Resûlüllah (sallallahü aleyhi ve sellem)’in aynı suâli üç gün tekrar etmesi, kalpleri İslâmiyete yatıştırmak ve müslüman olması ümit edilen eşrafa bir lütufkârlık göstermek içindir. Zîrâ bu gibi zevatın ardından, onlara tâbi' birçok kimselerin müslüman olması me'muldür. Üçüncü gün Sümâme (radıyallahü anh) Peygamber (sallallahü aleyhi ve sellem) tarafından afvedilerek serbest bırakılmış; o da hemen müslüman olmuştur. Resûlüllah (sallallahü aleyhi ve sellem) kendisim tebşir buyurmuşlardır. Bunun mânâsı: Hak dîni kabul etmekle kazandığı büyük hayrı ve müslümanlığın küfür halinde iken işlenen suçları yıkıp yok ettiğini müjdelemektir. Kendisine ömre hususunda verdiği emir müstehab mânâsına gelir. Çünkü ömre her mevsimde yapılması müstehab bir ibâdettir. Bahusus böyle kavminin reîsi mevkiinde olan bir zâtın kâfir gidip müslüman olarak dönmesi Mekkeliler'in pek fenasına gitmiş; aralarında tavaf ve sa'y yapması onları kin ve gayzlarından çatlayacak hale getirmiştir. Hattâ birisi dayanamayarak:

— Sen dinden mi döndün? diye sormuştur. Sümâme (radıyallahü anh) buna:

— Hayır! Lâkin ben müslüman oldum!..» şeklinde cevap vermiştir ki, edebiyyat dilinde buna «üslûbu hakim» derler. Sanki: «Ben dînden çıkmadım; zira siz bir dîne bağlı değilsiniz ki, ben ondan çıkmış olayım! Ben yeni olarak Allah'ın dînine girdim!» demiş gibidir.

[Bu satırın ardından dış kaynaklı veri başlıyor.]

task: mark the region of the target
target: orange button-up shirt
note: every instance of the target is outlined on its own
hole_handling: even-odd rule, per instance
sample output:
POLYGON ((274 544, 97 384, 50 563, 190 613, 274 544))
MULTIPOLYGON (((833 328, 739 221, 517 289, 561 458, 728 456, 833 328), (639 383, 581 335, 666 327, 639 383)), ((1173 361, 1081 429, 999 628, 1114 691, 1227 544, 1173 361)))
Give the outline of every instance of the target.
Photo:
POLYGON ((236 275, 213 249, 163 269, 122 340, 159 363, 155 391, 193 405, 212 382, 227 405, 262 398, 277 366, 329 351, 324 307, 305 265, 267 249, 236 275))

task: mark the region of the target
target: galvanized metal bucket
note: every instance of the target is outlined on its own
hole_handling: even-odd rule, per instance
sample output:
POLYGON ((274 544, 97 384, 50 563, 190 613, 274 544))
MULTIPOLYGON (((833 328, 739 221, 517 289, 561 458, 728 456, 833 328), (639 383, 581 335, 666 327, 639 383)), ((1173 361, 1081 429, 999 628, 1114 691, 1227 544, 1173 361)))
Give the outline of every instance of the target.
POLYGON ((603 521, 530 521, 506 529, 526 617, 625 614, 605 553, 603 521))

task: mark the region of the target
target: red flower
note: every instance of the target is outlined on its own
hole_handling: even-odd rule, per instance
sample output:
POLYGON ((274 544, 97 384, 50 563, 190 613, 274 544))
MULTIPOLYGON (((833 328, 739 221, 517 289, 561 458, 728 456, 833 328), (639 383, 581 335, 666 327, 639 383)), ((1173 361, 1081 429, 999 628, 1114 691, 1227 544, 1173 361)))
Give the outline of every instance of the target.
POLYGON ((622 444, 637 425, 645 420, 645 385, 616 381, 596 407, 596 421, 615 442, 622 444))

İbn Hisâm diyor ki: «Bundan sonra Sümâme Yemâme'ye gitti. Ve ora halkının Mekke'ye bir şey götürmelerini men'etti. Mekkeliler. Peygamber (sallallahü aleyhi ve sellem)'e mektup yazarak: «Sen akrabaya yardımı emredersin!..» dediler. Bunun üzerine oda Sümâme'-ye bunlara bir şeyler götürülmesine müsaade etmesini yazdı.»